As has been described above, according to the present invention, the contact pressure with the bulb neck inner surface is reduced to a considerable degree as compared to the cases of the conventional electron gun fixers. As a result, the damage and peel of the conductive film on the bulb neck inner surface are avoided even when the electron gun fixer is inserted to and rotated in the bulb neck.

While there has been described what is at present considered to be a preferred embodiment of the invention, it will be understood that various modifications may be made thereto, and it is intended that the appended claims cover all such modifications as fall within the true spirit and scope of the invention.

Claims

What is claimed is:

1. An electron gun fixer comprising,

bulb spacers fixed to an electron gun, said electron gun being to be inserted into a bulb neck, and said bulb spacers each having a supporting portion to be put into press contact with the inner surface of said bulb neck, wherein the equation “R1≧R2>R3” holds for said supporting portion, where

R1 is the radius of curvature in the cross section along the direction of insertion of said electron gun into said bulb neck, R2 is the radius of curvature of a peripheral part in the cross section perpendicular to the direction of insertion, and R3 is the radius of curvature of the remaining parts in the cross section perpendicular to the direction of insertion; and

R2 is substantially equal to the radius of curvature R0 of said bulb neck.

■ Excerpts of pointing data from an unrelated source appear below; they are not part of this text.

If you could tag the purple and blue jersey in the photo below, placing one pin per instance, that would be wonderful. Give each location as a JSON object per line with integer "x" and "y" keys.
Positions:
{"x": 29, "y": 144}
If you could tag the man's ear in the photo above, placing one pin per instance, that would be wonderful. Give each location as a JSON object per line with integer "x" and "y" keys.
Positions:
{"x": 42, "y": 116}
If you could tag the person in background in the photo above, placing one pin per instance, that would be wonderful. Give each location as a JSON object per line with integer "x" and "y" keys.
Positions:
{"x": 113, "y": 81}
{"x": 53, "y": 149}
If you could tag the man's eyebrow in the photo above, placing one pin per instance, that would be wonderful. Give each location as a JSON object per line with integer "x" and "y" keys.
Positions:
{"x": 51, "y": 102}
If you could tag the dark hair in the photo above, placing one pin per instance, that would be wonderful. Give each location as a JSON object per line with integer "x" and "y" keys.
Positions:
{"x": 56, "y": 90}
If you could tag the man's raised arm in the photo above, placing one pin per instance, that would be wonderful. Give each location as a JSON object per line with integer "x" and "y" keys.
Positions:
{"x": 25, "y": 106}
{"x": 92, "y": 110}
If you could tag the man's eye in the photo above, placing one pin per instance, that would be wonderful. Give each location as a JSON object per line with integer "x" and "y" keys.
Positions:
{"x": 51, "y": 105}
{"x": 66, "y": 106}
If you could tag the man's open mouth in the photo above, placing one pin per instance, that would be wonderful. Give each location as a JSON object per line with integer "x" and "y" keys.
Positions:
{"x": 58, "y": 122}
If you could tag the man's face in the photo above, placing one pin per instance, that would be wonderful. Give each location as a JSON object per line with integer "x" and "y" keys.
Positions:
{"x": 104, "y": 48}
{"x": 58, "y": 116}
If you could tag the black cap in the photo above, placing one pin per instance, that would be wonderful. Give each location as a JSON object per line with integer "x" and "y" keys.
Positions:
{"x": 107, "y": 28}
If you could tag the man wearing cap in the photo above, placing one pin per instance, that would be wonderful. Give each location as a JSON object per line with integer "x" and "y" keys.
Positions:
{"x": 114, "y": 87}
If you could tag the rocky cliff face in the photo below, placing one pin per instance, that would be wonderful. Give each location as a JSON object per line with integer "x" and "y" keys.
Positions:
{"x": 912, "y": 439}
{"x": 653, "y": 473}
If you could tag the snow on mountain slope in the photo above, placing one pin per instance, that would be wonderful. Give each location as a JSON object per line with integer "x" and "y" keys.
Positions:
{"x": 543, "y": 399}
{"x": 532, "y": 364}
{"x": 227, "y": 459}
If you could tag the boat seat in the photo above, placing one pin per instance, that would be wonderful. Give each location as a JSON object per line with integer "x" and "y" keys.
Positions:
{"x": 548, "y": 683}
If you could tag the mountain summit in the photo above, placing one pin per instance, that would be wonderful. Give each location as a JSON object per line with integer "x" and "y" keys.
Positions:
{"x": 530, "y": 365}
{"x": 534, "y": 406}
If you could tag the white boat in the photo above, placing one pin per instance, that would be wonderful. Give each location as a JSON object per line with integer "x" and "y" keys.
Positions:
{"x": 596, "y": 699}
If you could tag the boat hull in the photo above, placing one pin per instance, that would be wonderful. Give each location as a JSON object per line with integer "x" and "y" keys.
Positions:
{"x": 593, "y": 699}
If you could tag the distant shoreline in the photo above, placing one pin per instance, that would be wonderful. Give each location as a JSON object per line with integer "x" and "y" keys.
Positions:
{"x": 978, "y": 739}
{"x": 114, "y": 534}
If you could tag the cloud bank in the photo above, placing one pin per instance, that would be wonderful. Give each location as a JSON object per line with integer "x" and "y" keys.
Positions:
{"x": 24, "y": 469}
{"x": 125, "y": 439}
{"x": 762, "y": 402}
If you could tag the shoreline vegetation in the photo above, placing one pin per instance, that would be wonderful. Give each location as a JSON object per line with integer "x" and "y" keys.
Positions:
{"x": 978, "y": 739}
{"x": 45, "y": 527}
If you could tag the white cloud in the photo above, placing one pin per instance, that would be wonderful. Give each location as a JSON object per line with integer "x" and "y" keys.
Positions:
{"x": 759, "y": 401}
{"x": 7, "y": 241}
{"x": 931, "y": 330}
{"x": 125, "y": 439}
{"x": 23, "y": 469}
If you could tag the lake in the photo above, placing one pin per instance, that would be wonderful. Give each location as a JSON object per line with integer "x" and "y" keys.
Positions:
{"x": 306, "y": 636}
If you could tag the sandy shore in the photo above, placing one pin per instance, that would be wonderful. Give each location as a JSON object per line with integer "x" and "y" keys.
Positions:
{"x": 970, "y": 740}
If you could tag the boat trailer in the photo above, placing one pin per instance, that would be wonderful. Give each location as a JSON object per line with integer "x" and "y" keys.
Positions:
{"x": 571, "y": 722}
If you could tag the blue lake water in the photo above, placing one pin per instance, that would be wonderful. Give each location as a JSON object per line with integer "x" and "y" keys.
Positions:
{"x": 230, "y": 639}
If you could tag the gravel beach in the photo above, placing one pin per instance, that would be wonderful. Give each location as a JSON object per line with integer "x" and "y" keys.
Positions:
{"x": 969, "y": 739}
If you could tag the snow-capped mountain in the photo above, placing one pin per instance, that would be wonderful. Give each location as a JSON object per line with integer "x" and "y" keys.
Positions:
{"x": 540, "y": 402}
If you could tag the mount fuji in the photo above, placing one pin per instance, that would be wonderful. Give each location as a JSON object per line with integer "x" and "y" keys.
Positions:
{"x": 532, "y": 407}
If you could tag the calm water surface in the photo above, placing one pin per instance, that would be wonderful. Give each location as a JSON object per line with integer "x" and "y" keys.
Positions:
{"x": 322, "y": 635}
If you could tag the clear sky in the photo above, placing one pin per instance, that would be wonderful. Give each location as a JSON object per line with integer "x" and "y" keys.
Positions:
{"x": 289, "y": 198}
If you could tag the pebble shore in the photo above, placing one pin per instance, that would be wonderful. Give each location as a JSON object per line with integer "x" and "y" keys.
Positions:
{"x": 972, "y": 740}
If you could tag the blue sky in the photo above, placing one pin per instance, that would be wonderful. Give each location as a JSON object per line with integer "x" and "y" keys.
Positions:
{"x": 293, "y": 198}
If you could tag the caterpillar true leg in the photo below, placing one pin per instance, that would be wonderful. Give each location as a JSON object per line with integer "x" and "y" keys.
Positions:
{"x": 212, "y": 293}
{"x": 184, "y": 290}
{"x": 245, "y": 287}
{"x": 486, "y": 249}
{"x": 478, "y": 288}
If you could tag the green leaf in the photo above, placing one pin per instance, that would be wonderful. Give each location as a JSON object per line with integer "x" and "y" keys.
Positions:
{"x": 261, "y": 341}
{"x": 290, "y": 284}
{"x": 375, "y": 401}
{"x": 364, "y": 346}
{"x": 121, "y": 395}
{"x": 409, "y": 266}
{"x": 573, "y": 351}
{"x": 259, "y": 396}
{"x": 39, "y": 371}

2. The electron gun fixer according to claim 1, wherein each of said bulb spacers has a leg portion fixed to said electron gun, bent at an acute angle.

3. The electron gun fixer according to claim 1, wherein “0.8×R0≦R2<1.0×R0” and “R3<0.8×R0” hold for the radii of curvature R0, R1, R2, and R3.

4. The electron gun fixer according to claim 2, wherein “0.8×R0≦R2<1.0×R0” and “R3<0.8×R0” hold for the radii of curvature R0, R1, R2, and R3.